This work addresses the resource optimization problem of leasing multiple quantum computers to execute a given quantum circuit in a quantum network. It formally defines, for the first time, the Joint Qubit Leasing and Quantum Circuit Distribution (JQLQCD) problem and proves its NP-completeness. The authors formulate an integer linear programming model, identify several special cases solvable in polynomial time, and propose an efficient algorithm combining greedy heuristics with local search. Experimental results demonstrate that the proposed algorithm exhibits excellent scalability and computational efficiency on large-scale instances, significantly outperforming baseline approaches.

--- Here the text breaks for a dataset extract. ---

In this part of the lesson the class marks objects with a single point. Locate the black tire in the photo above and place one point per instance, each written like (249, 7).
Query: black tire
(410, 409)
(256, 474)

We consider an agent, who would like to execute a given quantum circuit using resources leased from a set of quantum computers (QCs) connected by a quantum network. For this purpose, the agent needs to make the following four key decisions: (i) how many qubits to lease from each QC, (ii) at which QCs to store different circuit qubits in different time slots, (iii) at which QC to execute each gate in the circuit, and (iv) how to move qubits between QCs, choosing between migration and teleportation. We refer to this problem facing the agent as the joint qubit leasing and quantum circuit distribution (JQLQCD) problem, and provide a comprehensive integer linear programming (ILP) formulation for it. We show that the JQLQCD problem is NP-complete. Next, we identify several special cases in which the problem can be optimally solved in closed form or via polynomial-time algorithms. Also, we propose a greedy algorithm with local search refinement to solve large instances of the general JQLQCD problem. Finally, we evaluate the performance of the proposed greedy algorithm using extensive numerical computations.